By 4 p.m., Tukuna is ready to leave for home. “I spend time with my family. My daughter is in Class 10, and I enjoy talking to her about her day in school. We have a television at home so we watch the news and other programmes,” he says, adding, “Swapna [daughter] goes to a government school so we don’t have to pay fees, but we send her to tuition classes in the evening, which costs us 500 rupees. I want my daughter to study well and get a good job so she can have a better life.” Tukuna studied till Class 6.

His wife Arati is part of a self help group (SHG) in their locality and when the family needs a loan they reach out to the SHG as that is the only source to borrow from. “We wish we could get some more help from the government,” says Tukuna, as he turned away, waiting for a customer to turn up.

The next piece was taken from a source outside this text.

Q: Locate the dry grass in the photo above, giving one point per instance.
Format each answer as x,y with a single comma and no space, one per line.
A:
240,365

Over time, he has figured out this balancing act (of carrying his customers on his vehicle) but it’s still a tough haul. Photo by Disha Acharya

Editor's note

Disha Acharya completed her Bachelors in media and communication from the Manipal Institute of Communication in 2020. She says: “When I met Tukuna Samal in December, 2020, he was the only rickshaw puller in the area waiting for work. Even though most shops were closed in the intense afternoon heat, he stood on the streets of Cuttack with hope that he would find the odd customer and thereby ensure a better life for his daughter. As an aspiring reporter, working with PARI Education has helped me understand how to look for stories, and I see so many around me that we ignore.”

Antara Raman is an illustrator and graphic designer based in Bangalore. The social sciences and a passion for ecology and conservation are the biggest influences on her work. An avid reader, her illustrations for PARI are defined by their narrative quality and metaphorical use of colour.